El varón visto como compañero de experiencia humana, no como dominador en un plano todavía animal. Y ese compañerismo, representado por la falda.

Esa unión supone la sinceridad previa. A veces, por temor a perder a la mujer que ha llegado a la propia vida, o por la confianza en el propio amor, o por las dos cosas, quien tiene sentimientos feminófilos se ha dicho “Esto, me caso y se acaba”, y creo que no se acaba, porque forma parte de la estructura emocional de la persona; otras veces, se ha dicho, pero la mujer ha respondido: “Esto, con mi cariño se acaba”, lo que resulta también una confianza irreal.

Otras veces es verdad que la misma estructura de la personalidad de la pareja le hace no encontrar la manera de seguir adelante, y es frecuente que las parejas se deshagan, incluso habiendo un cariño real.

O puede ser que una negociación permita una convivencia (un poco triste), pero también es posible que la mujer encuentre razones emotivas e incluso de deseo para seguir adelante en esta relación.

Cuando los sentimientos feminófilos son más intensos, pueden dar lugar a un cambio permanente, y a una hormonación u operación (o varias formas de hormonación y varias formas de operación, como la estética de los caracteres secundarios, o la orquidectomía o la emasculación o la de reasignación genital)

Pero veo la feminofilia periódica y la permanente como dos variantes cuantitativas del mismo continuo, no como hechos cualitativamente distintos, no están separados de manera radical, no forman parte de conjuntos cerrados a los que se pertenezca “sí o no”, sino a un conjunto difuso, al que se pertenece “más o menos”.

Todo lo que he dicho de la relación con una mujer real, se aplica aquí, con mayor fuerza. Es una cuestión mayor, porque una persona feminófila se define por su amor a la mujer.

En éste, puede llegar a priorizar su orientación sobre su expresión; si hay un amor muy profundo, es posible sacrificar la expresión feminófila; incluso se puede decir que ésta es más necesaria cuando falta ese amor, aunque esa llama de los sentimientos puede velarse hasta sólo por la rutina, por lo es conveniente hablar siempre de la propia realidad.
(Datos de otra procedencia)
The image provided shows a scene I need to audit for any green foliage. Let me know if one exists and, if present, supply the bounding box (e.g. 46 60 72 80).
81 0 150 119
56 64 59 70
La frustración de las experiencias reales de amor no sólo puede generar la expresión feminófila, sino darla por terminada, amargamente, entrando en una fase de asexualidad triste: “Ya no me interesa ser mujer”, ya no quiero seguir soñando con esa fusión con la mujer.


Al contrario, cuando la suerte es favorable en todo ello, la experiencia puede ser exultante, no sólo se ama a la mujer, sino que es posible fundirse con ella, en un “yo soy tú”, lleno de música y de campanadas, pues resuelve dos aspectos de la personalidad, el deseo de la mujer y la necesidad de una identidad.